Kelsey-Lee Barber’s Games preparations were thrown off kilter when she also tested positive to COVID-19 on arrival in England.

But the two-time world champion and Olympic bronze medallist was supreme in the javelin final, snatching the gold medal from compatriot Mackenzie Little with a clutch final throw.

Maddison Keeney also won diving gold in the three-metre springboard, while Aussie men’s pair Chris McHugh and Paul Burnett rallied for a comeback win over Canada in their beach volleyball final.

Australian chef de mission Petria Thomas, herself a three-time Commonwealth Games gold medallist in swimming, said it is an honour to lead the team.

“Australia has a long and proud sporting history, with this 1000th gold medal cementing our spot at the top of the Commonwealth table,” she said.

“I congratulate the Diamonds in bringing home this significant medal in our amazing history and all those who have stood atop the podium at this year’s Games and all the Games, dating back to Hamilton in 1930.

“Sitting in the stands today, watching our athletes fight for every point, every move, and every run made me feel so proud.”

Australia’s 66 golds in Birmingham so far with one day left means it will fall well short of the record 87 won at the 1994 Games in Victoria, Canada.
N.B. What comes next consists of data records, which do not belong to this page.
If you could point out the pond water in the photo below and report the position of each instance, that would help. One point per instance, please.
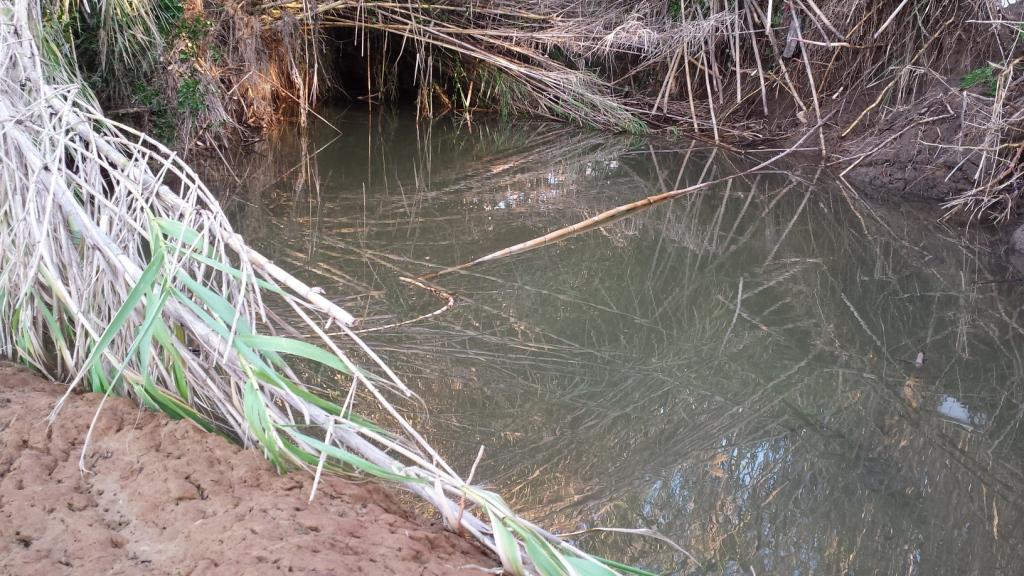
(774, 373)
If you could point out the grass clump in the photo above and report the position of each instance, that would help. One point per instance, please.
(121, 274)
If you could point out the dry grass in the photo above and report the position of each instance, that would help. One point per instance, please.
(121, 274)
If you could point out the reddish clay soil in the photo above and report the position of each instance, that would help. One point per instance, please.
(164, 497)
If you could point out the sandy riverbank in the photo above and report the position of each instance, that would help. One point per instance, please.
(163, 497)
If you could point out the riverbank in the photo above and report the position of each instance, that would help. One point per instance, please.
(163, 497)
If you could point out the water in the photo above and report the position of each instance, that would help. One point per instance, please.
(736, 369)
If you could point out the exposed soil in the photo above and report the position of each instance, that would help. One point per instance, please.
(164, 497)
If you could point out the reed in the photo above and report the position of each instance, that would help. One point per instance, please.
(122, 275)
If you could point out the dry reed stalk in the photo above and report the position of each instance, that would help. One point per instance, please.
(120, 273)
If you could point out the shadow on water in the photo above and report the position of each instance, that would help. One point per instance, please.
(739, 370)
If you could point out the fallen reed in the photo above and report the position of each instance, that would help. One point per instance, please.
(119, 273)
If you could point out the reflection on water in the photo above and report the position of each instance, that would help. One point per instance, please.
(778, 376)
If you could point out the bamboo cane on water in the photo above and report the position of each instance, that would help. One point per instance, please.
(619, 211)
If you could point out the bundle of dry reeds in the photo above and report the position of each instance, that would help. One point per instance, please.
(936, 76)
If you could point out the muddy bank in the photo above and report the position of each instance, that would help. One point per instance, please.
(163, 497)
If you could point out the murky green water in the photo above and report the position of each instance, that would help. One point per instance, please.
(736, 369)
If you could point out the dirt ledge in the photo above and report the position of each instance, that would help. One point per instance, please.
(163, 497)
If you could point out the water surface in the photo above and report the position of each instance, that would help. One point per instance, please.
(739, 369)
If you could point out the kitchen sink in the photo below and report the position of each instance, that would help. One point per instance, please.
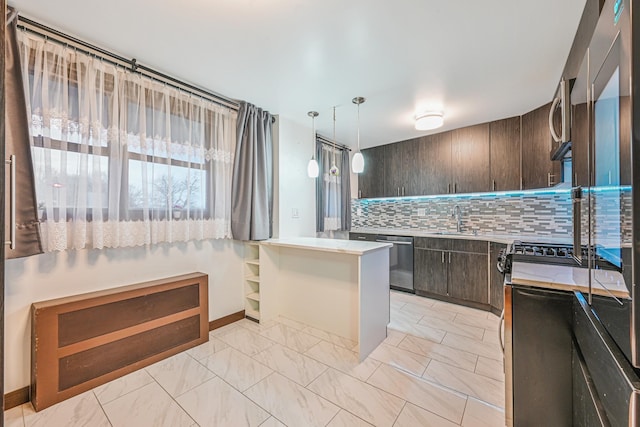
(455, 233)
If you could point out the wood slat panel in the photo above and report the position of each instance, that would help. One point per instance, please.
(90, 322)
(84, 366)
(113, 332)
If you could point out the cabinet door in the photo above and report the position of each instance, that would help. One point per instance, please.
(496, 281)
(393, 171)
(468, 277)
(470, 159)
(505, 154)
(435, 163)
(538, 170)
(371, 180)
(411, 166)
(430, 271)
(580, 145)
(402, 163)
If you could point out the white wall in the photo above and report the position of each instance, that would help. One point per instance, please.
(296, 191)
(55, 275)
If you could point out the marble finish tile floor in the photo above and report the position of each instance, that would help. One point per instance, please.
(440, 365)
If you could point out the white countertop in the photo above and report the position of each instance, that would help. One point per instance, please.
(445, 234)
(566, 278)
(353, 247)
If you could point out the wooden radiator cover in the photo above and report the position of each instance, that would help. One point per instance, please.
(83, 341)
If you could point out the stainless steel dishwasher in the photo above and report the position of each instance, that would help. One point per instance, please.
(400, 262)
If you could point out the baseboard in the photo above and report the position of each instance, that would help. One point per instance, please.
(16, 398)
(226, 320)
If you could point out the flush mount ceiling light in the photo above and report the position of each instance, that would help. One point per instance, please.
(357, 163)
(312, 168)
(429, 120)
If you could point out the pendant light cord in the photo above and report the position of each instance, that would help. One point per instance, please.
(358, 127)
(334, 134)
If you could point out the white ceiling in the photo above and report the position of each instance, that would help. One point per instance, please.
(476, 60)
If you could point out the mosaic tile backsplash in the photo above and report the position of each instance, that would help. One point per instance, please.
(534, 213)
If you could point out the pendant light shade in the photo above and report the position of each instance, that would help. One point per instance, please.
(312, 168)
(357, 163)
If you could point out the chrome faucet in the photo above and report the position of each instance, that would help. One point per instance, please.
(457, 214)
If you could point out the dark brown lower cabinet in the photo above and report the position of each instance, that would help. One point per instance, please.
(468, 278)
(452, 269)
(430, 271)
(496, 279)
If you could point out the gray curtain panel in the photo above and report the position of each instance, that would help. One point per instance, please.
(27, 225)
(323, 189)
(345, 213)
(320, 193)
(252, 185)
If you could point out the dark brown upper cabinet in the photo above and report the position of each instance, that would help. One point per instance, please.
(538, 170)
(435, 164)
(470, 159)
(505, 154)
(371, 180)
(401, 174)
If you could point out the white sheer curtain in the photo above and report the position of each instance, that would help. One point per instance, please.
(332, 188)
(120, 159)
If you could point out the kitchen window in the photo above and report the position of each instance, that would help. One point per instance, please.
(121, 159)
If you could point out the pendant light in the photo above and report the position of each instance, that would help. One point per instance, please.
(312, 167)
(334, 171)
(357, 163)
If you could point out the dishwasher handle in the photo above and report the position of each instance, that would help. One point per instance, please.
(395, 242)
(500, 332)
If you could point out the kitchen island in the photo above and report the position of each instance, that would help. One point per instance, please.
(338, 286)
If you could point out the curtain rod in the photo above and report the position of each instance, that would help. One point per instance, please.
(115, 59)
(333, 144)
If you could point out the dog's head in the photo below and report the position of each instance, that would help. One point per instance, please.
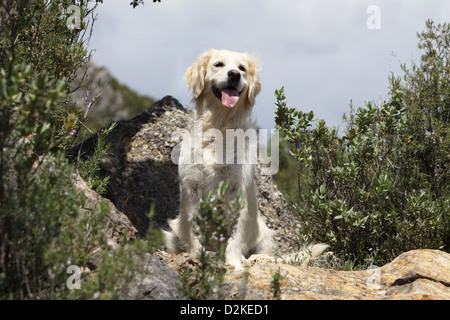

But it is a significant improvement on the 49 in Glasgow eight years ago, the last time the Games were held in Great Britain.

That was also the only time in the last eight Games that Australia did not top the medal tally, coming second to England.

Australia won two gold medals at the 1911 Festival Of Empire, but these are not counted towards the Games tally.

Australia won three gold medals at the first Empire Games in 1930.

England is a distant second on the overall Games medal tally with 771 gold, 55 of them in Birmingham.